Violência obstétrica “assistida”

*Valéria Eunice Mori Machado

“As mulheres sempre pariram, as crianças sempre nasceram. Qual é o problema? Por que essas mulheres reclamam tanto? Sobre o que essas doulas estão falando?” Diziam as vozes que tentavam desconsiderar a importância dos movimentos populares de mulheres contra a violência obstétrica. E agora?

Agora o véu da violência obstétrica caiu! Infelizmente caiu por um preço alto demais!

Nossa voz já estava rouca, porque falamos por muito tempo e não fomos ouvidas. O Brasil entende, hoje, um pouco do que sempre questionamos, mas Giovani Quintella Bezerra conhecia exatamente o que era violência obstétrica. Sabia que ela era sua aliada ao perpetrar um estupro por cerca de dez minutos, há poucos metros dos seus colegas, sem ser interrompido.

Giovani Quintella Bezerra sabia o que era violência obstétrica! Poderia cometê-la por excesso de medicalização, dopando mulheres, roubando as memórias do nascimento de seus filhos, sem ninguém questionar.

Há décadas foi abolida a prática do sono crepuscular, que “apagava” mulheres durante o nascimento de seus filhos. Mas ele, na certeza de que poderia fazer qualquer coisa, dopava pacientes sem necessidade, de rotina. E pior, sem respaldo em evidência científica e com a certeza de que ninguém iria falar nada! Óbvio, o que os meros mortais iriam falar sobre a conduta de alguém que estudou tanto? Cadê o controle de segurança do paciente que aceitou isso? Cadê os outros colegas que assistiram a violência obstétrica por excesso de medicalização e não fizeram nada? Cadê o pediatra? Cadê o obstetra? Cadê? Cadê? O Brasil quer saber!
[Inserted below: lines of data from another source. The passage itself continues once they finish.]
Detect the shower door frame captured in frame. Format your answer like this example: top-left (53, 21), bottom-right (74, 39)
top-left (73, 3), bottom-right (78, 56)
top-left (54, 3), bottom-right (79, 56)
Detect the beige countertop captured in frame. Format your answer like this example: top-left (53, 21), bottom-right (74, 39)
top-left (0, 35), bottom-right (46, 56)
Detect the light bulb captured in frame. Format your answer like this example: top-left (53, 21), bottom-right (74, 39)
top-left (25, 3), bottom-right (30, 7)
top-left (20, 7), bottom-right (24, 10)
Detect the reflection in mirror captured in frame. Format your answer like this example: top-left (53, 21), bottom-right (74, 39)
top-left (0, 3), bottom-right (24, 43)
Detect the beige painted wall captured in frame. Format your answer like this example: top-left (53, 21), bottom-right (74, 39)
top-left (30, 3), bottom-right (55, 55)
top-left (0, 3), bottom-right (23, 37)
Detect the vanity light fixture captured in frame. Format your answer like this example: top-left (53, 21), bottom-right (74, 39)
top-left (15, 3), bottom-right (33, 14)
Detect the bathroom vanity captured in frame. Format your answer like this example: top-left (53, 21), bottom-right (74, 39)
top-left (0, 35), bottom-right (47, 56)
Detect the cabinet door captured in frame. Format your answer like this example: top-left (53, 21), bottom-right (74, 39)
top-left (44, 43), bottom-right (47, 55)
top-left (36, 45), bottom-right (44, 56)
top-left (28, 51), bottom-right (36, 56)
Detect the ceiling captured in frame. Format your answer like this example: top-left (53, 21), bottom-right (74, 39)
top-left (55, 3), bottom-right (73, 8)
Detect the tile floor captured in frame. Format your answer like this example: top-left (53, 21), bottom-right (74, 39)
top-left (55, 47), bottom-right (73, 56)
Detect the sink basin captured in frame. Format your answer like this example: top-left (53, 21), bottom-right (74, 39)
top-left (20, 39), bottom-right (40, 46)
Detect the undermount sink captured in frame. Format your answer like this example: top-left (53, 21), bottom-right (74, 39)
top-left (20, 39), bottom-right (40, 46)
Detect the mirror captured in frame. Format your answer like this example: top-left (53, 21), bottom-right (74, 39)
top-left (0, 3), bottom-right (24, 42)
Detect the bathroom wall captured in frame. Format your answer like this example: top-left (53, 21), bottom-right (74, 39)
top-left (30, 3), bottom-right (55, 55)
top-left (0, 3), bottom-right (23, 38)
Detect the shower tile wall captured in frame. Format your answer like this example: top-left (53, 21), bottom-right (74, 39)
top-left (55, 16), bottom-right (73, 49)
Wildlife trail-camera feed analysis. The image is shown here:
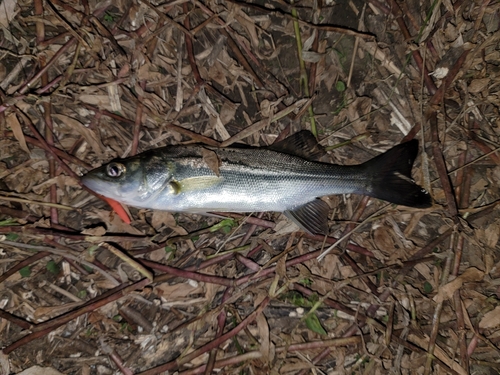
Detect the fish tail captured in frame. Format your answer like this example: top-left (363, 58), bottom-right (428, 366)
top-left (361, 139), bottom-right (432, 208)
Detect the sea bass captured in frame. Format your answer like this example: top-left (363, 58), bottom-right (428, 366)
top-left (82, 131), bottom-right (432, 234)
Giovani Quintella Bezerra sabia o que era violência obstétrica, sabia muito bem! Sabia que ninguém ousaria questioná-lo, e assim ele tinha acesso livre “àquele pedaço de carne”! Ali! Tão fácil e sem resistência! Alguém inerte, completamente vulnerável, para ele usar e satisfazer toda a sua lascívia, nojenta e repugnante!
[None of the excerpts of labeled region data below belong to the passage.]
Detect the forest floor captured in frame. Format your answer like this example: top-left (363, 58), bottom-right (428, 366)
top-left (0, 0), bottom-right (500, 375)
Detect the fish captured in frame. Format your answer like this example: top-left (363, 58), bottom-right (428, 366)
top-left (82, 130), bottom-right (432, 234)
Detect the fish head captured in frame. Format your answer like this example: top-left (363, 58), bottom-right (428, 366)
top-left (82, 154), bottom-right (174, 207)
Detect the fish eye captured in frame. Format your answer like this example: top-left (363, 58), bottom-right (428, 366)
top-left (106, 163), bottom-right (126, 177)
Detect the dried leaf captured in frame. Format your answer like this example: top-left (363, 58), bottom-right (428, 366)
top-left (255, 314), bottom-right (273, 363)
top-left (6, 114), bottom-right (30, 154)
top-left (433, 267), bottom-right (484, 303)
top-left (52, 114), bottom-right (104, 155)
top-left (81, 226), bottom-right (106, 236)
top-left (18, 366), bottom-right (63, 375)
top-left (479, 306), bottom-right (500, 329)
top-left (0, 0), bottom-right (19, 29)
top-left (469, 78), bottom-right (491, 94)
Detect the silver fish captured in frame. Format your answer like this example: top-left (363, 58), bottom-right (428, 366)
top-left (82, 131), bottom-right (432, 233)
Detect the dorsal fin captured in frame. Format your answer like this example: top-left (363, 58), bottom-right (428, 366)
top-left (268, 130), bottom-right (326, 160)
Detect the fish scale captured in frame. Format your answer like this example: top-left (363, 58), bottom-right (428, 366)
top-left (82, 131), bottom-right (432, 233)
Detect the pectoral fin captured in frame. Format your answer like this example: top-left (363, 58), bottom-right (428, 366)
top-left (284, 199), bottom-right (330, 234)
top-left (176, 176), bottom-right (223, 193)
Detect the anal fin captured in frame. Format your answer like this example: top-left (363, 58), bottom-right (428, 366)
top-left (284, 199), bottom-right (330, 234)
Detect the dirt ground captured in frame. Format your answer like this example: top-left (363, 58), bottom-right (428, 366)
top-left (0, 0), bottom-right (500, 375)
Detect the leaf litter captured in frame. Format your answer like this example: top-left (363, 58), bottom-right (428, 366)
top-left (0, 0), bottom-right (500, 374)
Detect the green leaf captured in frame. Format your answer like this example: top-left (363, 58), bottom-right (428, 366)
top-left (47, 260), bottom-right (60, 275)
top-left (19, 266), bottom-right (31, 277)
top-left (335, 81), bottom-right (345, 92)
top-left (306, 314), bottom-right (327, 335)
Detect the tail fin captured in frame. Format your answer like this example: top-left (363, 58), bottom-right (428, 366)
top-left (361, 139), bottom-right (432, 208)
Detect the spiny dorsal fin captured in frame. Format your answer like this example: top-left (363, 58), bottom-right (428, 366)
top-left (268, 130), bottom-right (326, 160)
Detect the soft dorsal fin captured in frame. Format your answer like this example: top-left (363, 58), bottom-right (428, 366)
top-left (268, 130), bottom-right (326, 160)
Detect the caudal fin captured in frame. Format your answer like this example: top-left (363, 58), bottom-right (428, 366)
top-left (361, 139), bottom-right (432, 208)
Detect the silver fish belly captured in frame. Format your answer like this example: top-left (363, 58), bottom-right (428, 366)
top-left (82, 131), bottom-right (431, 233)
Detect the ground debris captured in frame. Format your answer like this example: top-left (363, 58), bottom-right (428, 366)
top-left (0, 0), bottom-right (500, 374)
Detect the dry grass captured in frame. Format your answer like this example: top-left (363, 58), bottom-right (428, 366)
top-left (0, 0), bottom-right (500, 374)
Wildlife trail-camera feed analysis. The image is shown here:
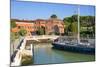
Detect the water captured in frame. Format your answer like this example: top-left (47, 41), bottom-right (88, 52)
top-left (33, 43), bottom-right (95, 64)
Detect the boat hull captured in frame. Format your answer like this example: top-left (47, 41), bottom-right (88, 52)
top-left (52, 43), bottom-right (95, 54)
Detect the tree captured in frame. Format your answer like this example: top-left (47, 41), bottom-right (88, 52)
top-left (10, 20), bottom-right (16, 28)
top-left (51, 14), bottom-right (57, 18)
top-left (18, 29), bottom-right (27, 36)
Giovani Quintella Bezerra sabia o que era violência obstétrica, sabia muito bem! Sabia que era muito simples violar o direito ao acompanhante da mulher e ninguém iria fazer nada!

Como assim? O direito ao acompanhante não está previsto há 17 anos em lei federal? Ué! Como assim não importa! “Você não está vendo que Giovani Quintella Bezerra é um médico anestesista? Como ousa questionar? Que lei? Leve esse bebê daqui a mãe está apagada mesmo! Não faz diferença! Aqui no centro cirúrgico não tem lei federal. Aqui no centro cirúrgico tem Giovani Quintella Bezerra, um homem estudado! Ele sabe o que está fazendo! Como ousa questionar a ordem do doutor? Tire logo esse bebê daqui!”
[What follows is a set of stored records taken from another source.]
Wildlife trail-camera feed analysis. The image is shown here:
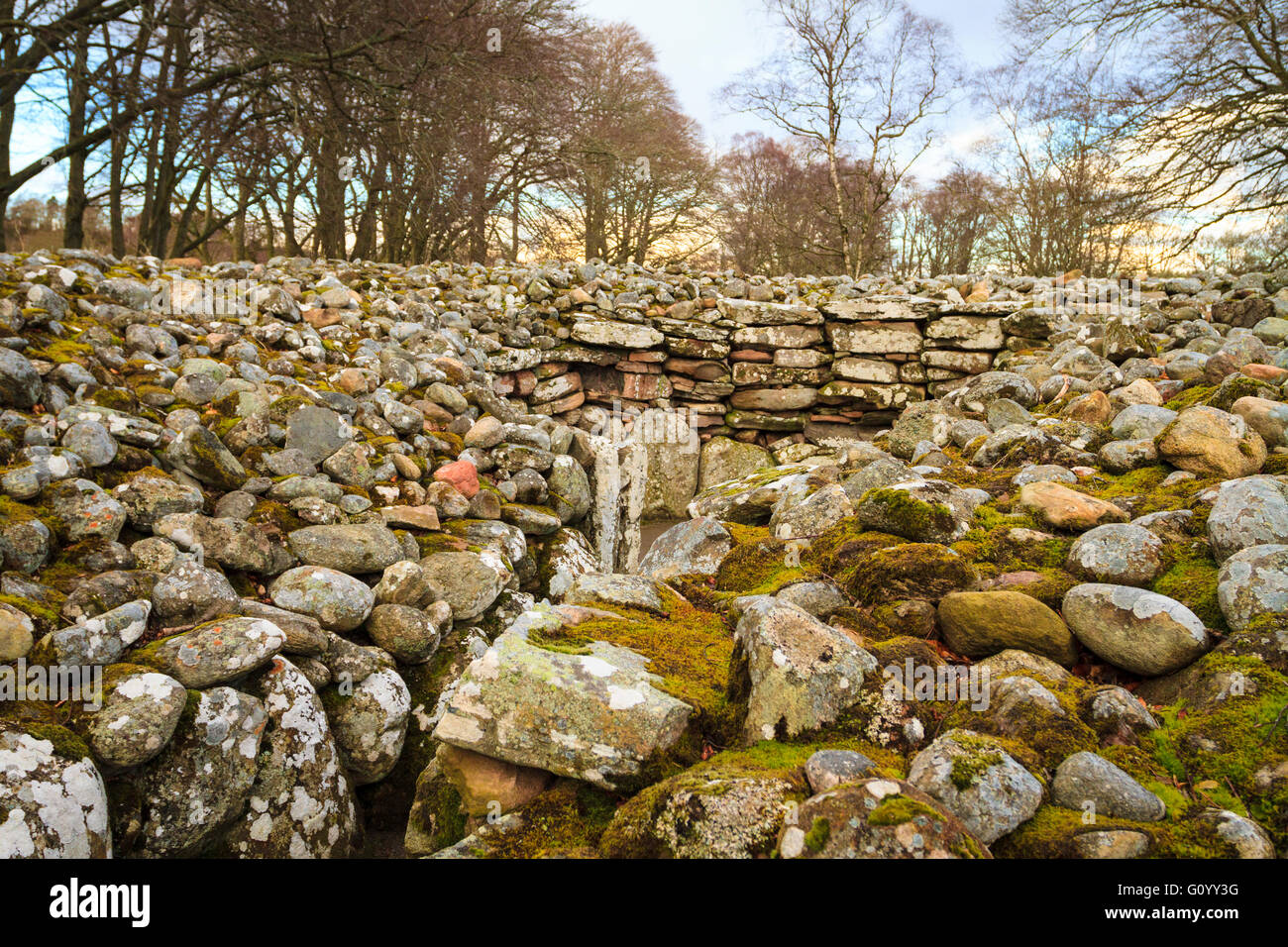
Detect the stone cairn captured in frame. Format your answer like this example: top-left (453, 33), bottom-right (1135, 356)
top-left (0, 250), bottom-right (1288, 858)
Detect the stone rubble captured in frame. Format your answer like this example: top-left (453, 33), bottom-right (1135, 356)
top-left (0, 250), bottom-right (1288, 858)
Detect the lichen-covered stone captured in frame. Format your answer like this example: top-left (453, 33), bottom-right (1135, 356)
top-left (0, 721), bottom-right (112, 858)
top-left (219, 657), bottom-right (358, 858)
top-left (731, 595), bottom-right (877, 743)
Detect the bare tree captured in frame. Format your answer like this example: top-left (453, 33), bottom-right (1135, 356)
top-left (725, 0), bottom-right (945, 275)
top-left (1012, 0), bottom-right (1288, 243)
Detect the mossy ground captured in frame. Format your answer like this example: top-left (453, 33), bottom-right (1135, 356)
top-left (486, 780), bottom-right (619, 858)
top-left (528, 591), bottom-right (738, 747)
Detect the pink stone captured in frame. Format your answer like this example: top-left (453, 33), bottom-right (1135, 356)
top-left (434, 460), bottom-right (480, 500)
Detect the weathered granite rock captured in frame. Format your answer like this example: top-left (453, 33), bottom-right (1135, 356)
top-left (730, 595), bottom-right (877, 743)
top-left (434, 631), bottom-right (693, 789)
top-left (1061, 582), bottom-right (1210, 677)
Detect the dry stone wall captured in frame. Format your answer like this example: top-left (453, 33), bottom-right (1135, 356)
top-left (490, 281), bottom-right (1031, 445)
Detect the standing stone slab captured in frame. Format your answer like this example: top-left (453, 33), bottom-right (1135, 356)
top-left (434, 630), bottom-right (693, 789)
top-left (730, 595), bottom-right (877, 743)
Cadê os outros colegas que assistiram à violência obstétrica por violação do direito ao acompanhante e ninguém nada fez? Cadê o pediatra? Cadê o obstetra? Cadê? Cadê? O Brasil quer saber!

Toda mãe tem direito de ter o contato pele a pele com seu bebê, isso ajuda aquele ser que acaba de nascer a regular sua temperatura, a se acalmar com a presença da mãe… Mas não importa o que as evidências cientificas falam. No centro cirúrgico manda Giovani Quintella Bezerra, um homem estudado! Ele sabe o que está fazendo! Sabe muito bem!

Cadê os outros colegas que assistiram à violência obstétrica por tirar o bebê do contato da mãe e ninguém nada fez? Cadê o pediatra? Cadê o obstetra? Cadê? Cadê? O Brasil quer saber!

Giovani Quintella Bezerra sabia que a violência obstétrica e o corporativismo seriam os seus maiores aliados para fazer tudo o que a lei não permite, mas que ele queria fazer, pois tinha a certeza que teria acesso livre ao “pedaço de carne”.

Posto isto, como fica o corporativismo e o agravo de saúde pública ocasionado pela violência obstétrica? Como fica? O Brasil ainda quer saber.

*Valéria Eunice Mori Machado é professora, advogada dos direitos ciclo gravídico-puerperal e neonatal e missionária do parto e nascimento.